Zhang Jijin, Wu Kejian, Dong Jiaqi, Feng Jianfeng, Yu Lianchun
School of Physical Science and Technology, Lanzhou Center for Theoretical Physics, Key Laboratory of Theoretical Physics of Gansu Province, and Key Laboratory of Quantum Theory and Applications of MoE, Lanzhou University, Lanzhou, Gansu 730000, China.
Institute of Science and Technology for Brain Inspired Intelligence, Fudan University, Shanghai, 200433, China; Department of Computer Science, University of Warwick, Coventry, CV4 7AL, UK; School of Mathematical Sciences, School of Life Science and the Collaborative Innovation Center for Brain Science, Fudan University, Shanghai, 200433, China.
Neural Netw. 2025 Apr;184:107100. doi: 10.1016/j.neunet.2024.107100. Epub 2024 Dec 25.

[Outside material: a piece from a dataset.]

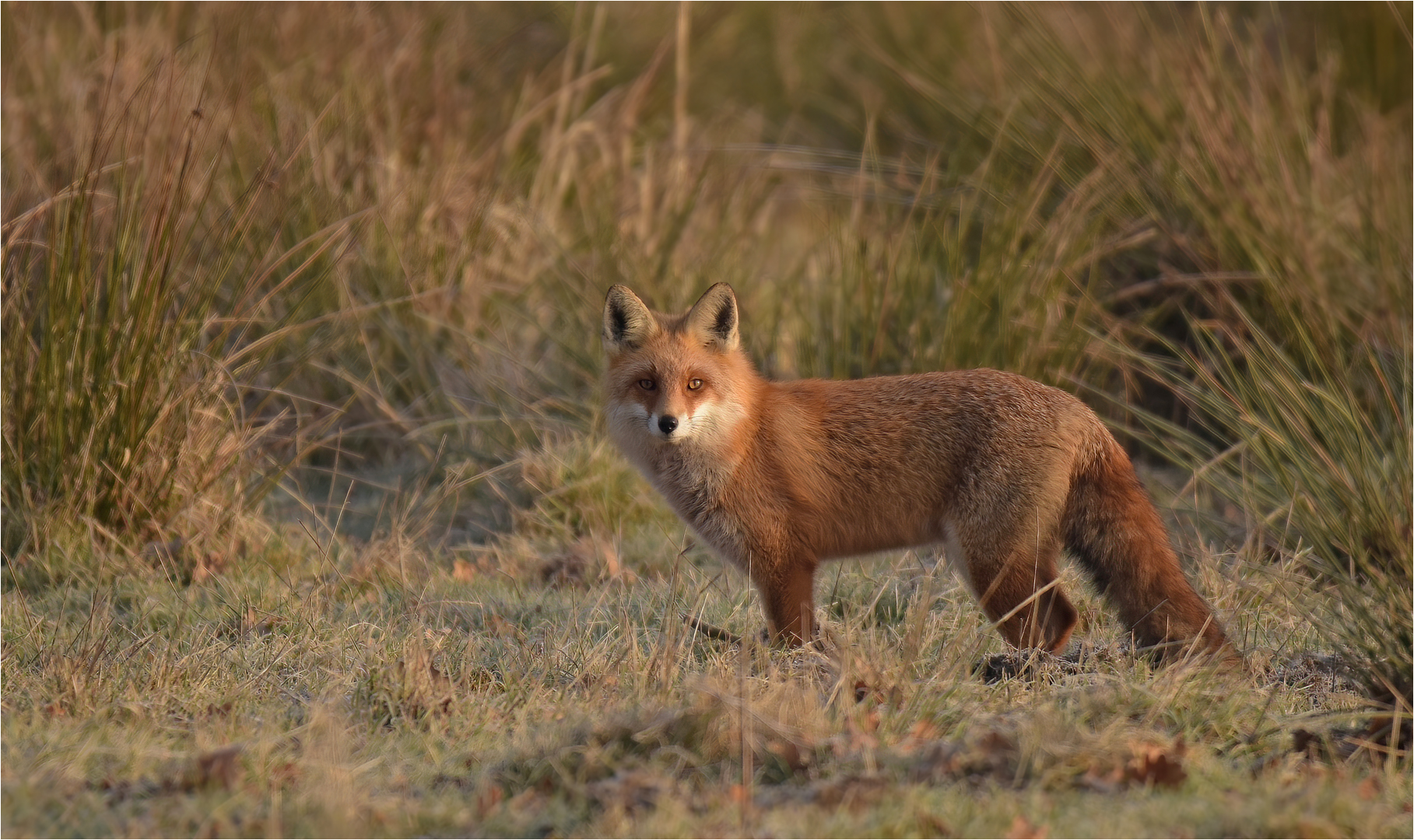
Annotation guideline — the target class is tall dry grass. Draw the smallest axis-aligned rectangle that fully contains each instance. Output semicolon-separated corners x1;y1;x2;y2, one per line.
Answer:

The human brain exhibits heterogeneity across regions and network connectivity patterns; However, how these heterogeneities contribute to whole-brain network functions and cognitive capacities remains unclear. In this study, we focus on the regional heterogeneity reflected in local dynamics and study how it contributes to the emergence of functional connectivity patterns, network ignition dynamics of the empirical brains. We find that the level of synchrony among voxelwise neural activities measured from the fMRI data is significantly correlated with the transcriptional variations in excitatory and inhibitory receptor gene expression. Consequently, we construct heterogeneous whole-brain network models with nodal excitability calibrated by the synchronization measure of regional dynamics. We demonstrate that as the extent of heterogeneity increases, the models operating around the critical point between order and disorder generate simulated functional connectivity networks increasingly similar to empirical resting-state or working memory task-evoked function connectivity networks. Furthermore, the heterogeneous models can predict individual differences in resting-state and task-evoked reconfiguration of the functional connectivity, as well as the comparative causal effect of empirical brain networks-that is, how the dynamics of one brain region affect whole-brain synchronization. Overall, this work demonstrates the viability of using regional heterogeneous functional signals to improve the performance of the whole-brain models, and illustrates how regional heterogeneity in human brains interplays with structural connections and critical dynamics to contribute to the emergence of functional connectivity networks.
人类大脑在区域和网络连接模式上表现出异质性;然而,这些异质性如何对全脑网络功能和认知能力产生影响仍不清楚。在本研究中,我们聚焦于局部动力学中反映出的区域异质性,并研究其如何促成功能连接模式的出现,即实证大脑的网络点火动力学。我们发现,从功能磁共振成像(fMRI)数据测量得到的体素级神经活动之间的同步水平,与兴奋性和抑制性受体基因表达的转录变化显著相关。因此,我们构建了异质性全脑网络模型,其节点兴奋性通过区域动力学的同步测量进行校准。我们证明,随着异质性程度的增加,在有序和无序之间的临界点附近运行的模型生成的模拟功能连接网络越来越类似于实证静息态或工作记忆任务诱发的功能连接网络。此外,异质性模型可以预测静息态和任务诱发的功能连接重新配置中的个体差异,以及实证脑网络的比较因果效应——即一个脑区的动力学如何影响全脑同步。总体而言,这项工作证明了利用区域异质性功能信号来提高全脑模型性能的可行性,并阐明了人类大脑中的区域异质性如何与结构连接和临界动力学相互作用,从而促成功能连接网络的出现。